Our goal is to provide the best comprehensive EMS system by staying up to date on the most current practices in care for the community we service. We strive to provide the best patient care to the community by having the most state of the art equipment available. We are a growing and comprehensive EMS Department and a true 3rd service public safety organization. We are very proud of our 8,500 sq/ft station, built in 2009 that includes nearly 2,000 sq/ft dedicated to the training and education of our paramedics and staff.
The Clinical Operations Division is a multi-collaborative division compromised of the entire command staff of WCEMS. Pivotal to the success of the paramedics is the dedication and oversight assistance from Dr. William Loesch, MD and Dr. Robert Stark, DO. The Field Training Officers (FTO) at WCEMS are among the most important positions the department utilizes. They are the ones who carry out the education and training of the entire staff.
The Department of EMS realizes that without the proper medical equipment, standards of care, and right amount of clinical oversight we can not administer the best patient care to the community. The department utilizes a peer review process designed to review all aspects of the department in an organized format. Starting in 2011 we instituted the Clinical Improvement and Research Division (CIRD) comprised of field level staff and command staff designed to bring the most science proven, evidence based treatment modalities to the department. The first quarter of 2011 was focused on the evaluation and research of our current Sudden Cardiac Arrest (SCA) statistics and protocols. To see an example of how the CIRD team worked to improve CPR efficiency by implementing the pit-crew approach to rescuer positions during SCA, click the picture.
In 2012, Washington County EMS implented the benchmarks. No longer are the days of “we think or believe that call went well.” We wanted a more measureable process. The benchmarks were created to measure specific critical areas for quality improvement. The areas we are monitoring at this time include; Pain Management, Cardiac Arrest, Chest Pain, RSI, Respiratory Emergencies, and Emergency Out of County Transfers.
In 2011 the department was approved a phased-in approach to bringing the new LP-15 into the hands of our paramedics. Through the financial assistance of the LCRA Community Development Partnership Grant we have also deployed the new piston driven battery powered LUCAS II mechanical CPR device. The device is just one piece in a collaborative group of improvements to the departments’ SCA protocols with the overall goal of improving ROSC (return of spontaneous circulation) and ultimately patient survival from SCA. Another improvement was the protocol addition of the MAD devices. The device gives our paramedics another route to administer life saving medications to high risk seizure patients or certain pediatric populations. In 2017 our paramedics began drawing blood cultures in the field on septic patients in order to improve patient outcome. In that year, the department obtained a Zoll EMV+ ventilator to better aid in the management of critical patients. In 2018 the department introduced the ResQPUMP to pair with the ResQPOD in order to form the ResQCPR system. We are currently working with EMSPOCUS in a study to perform ultrasound in the prehospital emergency setting. There are 5 Butterfly IQ ultrasound devices allocated to the ambulances and squads to facilitate the study. The county implemented the EleGARD into the cardiac arrest protocol as a “heads up CPR.” This will help normalize the patient’s intracranial pressure, which in turn will decrease the effects of brain injury during cardiac arrest.
Advanced Community Paramedicine Program (ACP)
Washington County EMS became one of just a handful of EMS Departments in the nation to develop and utilize the Advanced Community Paramedicine (ACP) Program in Washington County. The program is an innovative way to cut healthcare costs while improving the efficiency of the healthcare system by using highly clinically skilled paramedics to fill unmet healthcare gaps in the community.
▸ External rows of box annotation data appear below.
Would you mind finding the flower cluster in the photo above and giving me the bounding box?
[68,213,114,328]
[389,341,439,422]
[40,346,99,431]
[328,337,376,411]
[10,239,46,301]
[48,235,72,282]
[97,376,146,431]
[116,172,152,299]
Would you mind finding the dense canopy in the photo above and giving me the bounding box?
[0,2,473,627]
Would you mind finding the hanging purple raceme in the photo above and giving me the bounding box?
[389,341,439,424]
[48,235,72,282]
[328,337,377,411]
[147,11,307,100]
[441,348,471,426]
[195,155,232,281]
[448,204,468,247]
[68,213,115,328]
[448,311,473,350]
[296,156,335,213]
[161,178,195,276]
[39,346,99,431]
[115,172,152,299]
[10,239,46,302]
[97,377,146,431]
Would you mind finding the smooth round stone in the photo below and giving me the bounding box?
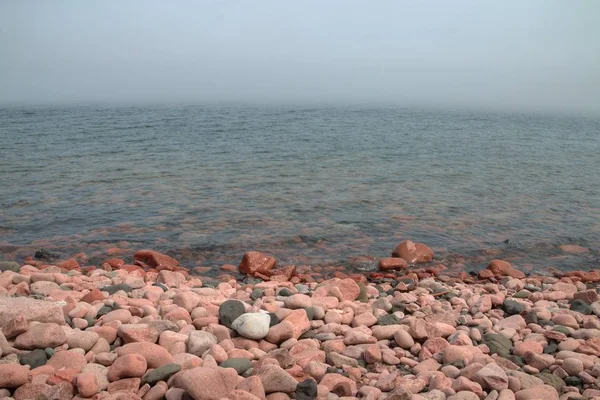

The program focuses on home-visits to a growing population of patients with qualifying chronic conditions, educating these patients and their families in healthcare, and preventive practices, as well as navigating patients to the most appropriate care facilities and resources for their individual needs. The program has already saved over $1,600,000 from our 2013 budget proposal and we expect that to increase as the program continues.